# Problem 6.

## Part 1.
Episodic tasks consist of distinct episodes with a clear start and end, where actions within one episode do not affect future ones. In contrast, continuous tasks proceed indefinitely or for an extended period without explicit resets, and decisions made at any point can influence the task's progression over time. These distinctions impact how problems are modeled and solved, particularly in fields like reinforcement learning.


Playing a game of chess is a classic example of an episodic task. Each game starts with the same board setup, and players make moves until the game ends in a win, loss, or draw. Once the game concludes, the outcome does not affect the next game, as each episode is treated independently of others.


Driving a car in a simulation exemplifies a continuous task. The simulation has no fixed endpoint and keeps running as long as the car operates. Each decision, such as accelerating, steering, or braking, affects the car's position, speed, and environment, influencing future decisions in a continuous loop.


## Part 2.

#### 1.

Exploration refers to the agent’s strategy of trying new actions to discover their effects and potential rewards in the environment. The goal of exploration is to gather more information about the environment, which is crucial when the agent is uncertain about the outcomes of certain actions. By exploring, the agent can avoid getting stuck in a suboptimal solution and potentially find better policies. A classic example is a robot randomly choosing paths in a maze to map all possible routes.

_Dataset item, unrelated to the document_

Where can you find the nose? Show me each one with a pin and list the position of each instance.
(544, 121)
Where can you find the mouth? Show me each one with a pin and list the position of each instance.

Exploitation, on the other hand, involves the agent using the knowledge it has already acquired to select the action that it believes will maximize the immediate reward. This approach prioritizes using what the agent already knows to achieve higher rewards rather than learning new information. For instance, if a robot knows a particular path leads to a treasure, it will keep choosing that path to maximize its reward.



####2.

1.   Exploration: By choosing a random action with a probability of ϵ, the actor ensures that it occasionally explores less familiar or suboptimal actions.

2.   Exploitation: By selecting the action with the highest estimated value (based on the current Q-values or policy) with a probability of 1−ϵ, the actor leverages its existing knowledge to maximize immediate rewards.   

#### 3

ε should, in general, follow a schedule and not be fixed. Having a fixed ε keeps a constant balance between exploration and exploitation, but it is not efficient for learning because the agent will either explore too much or not enough if ε is high or low, respectively. Actors use the ϵ-greedy policy to trade off between exploration (selecting actions to learn their rewards) and exploitation (selecting the best-learned action to maximize immediate rewards) for more effective learning.

#### 4.
When ϵ is high, the agent favors exploration by taking random actions more frequently. On the other hand, when ϵ is low, the agent favors exploitation, choosing the actions with the highest estimated value according to current knowledge. As ϵ gradually decreases in the learning process, the agent shifts toward exploitation and focuses on receiving rewards to the maximum, basing its actions on knowledge learned during exploration.

## Part3

Steps:

1. **Initialization of Replay Memory and Q-Network:** Initialize with a replay memory and a Q-network with random weights. In Q-Learning, there is no concept of replay memory, but instead, a Q-table is maintained; instead of a neural network, a

2. **Select Action Using ϵ-Greedy Policy:** Generate actions by following the ϵ-greedy policy.

3. **Perform Action and Store Experience**: Execute the selected action, and store the experience concerning state, action, reward, and next state in the replay memory. For Q-Learning, instantly after seeing an experience (and not employing a replay memory), an update is performed to the Q-table.

4. **Sample Mini-batches:** From the replay memory, extract mini-batches of experiences used for training. In Q-Learning, updates will only depend on the very last experience seen.

5. **Calculate Target Q-Value and Minimize Loss:** Determine the target Q-value and update the weights of the network by minimizing the loss. Q-learning updates the Q-values directly through the Bellman equation.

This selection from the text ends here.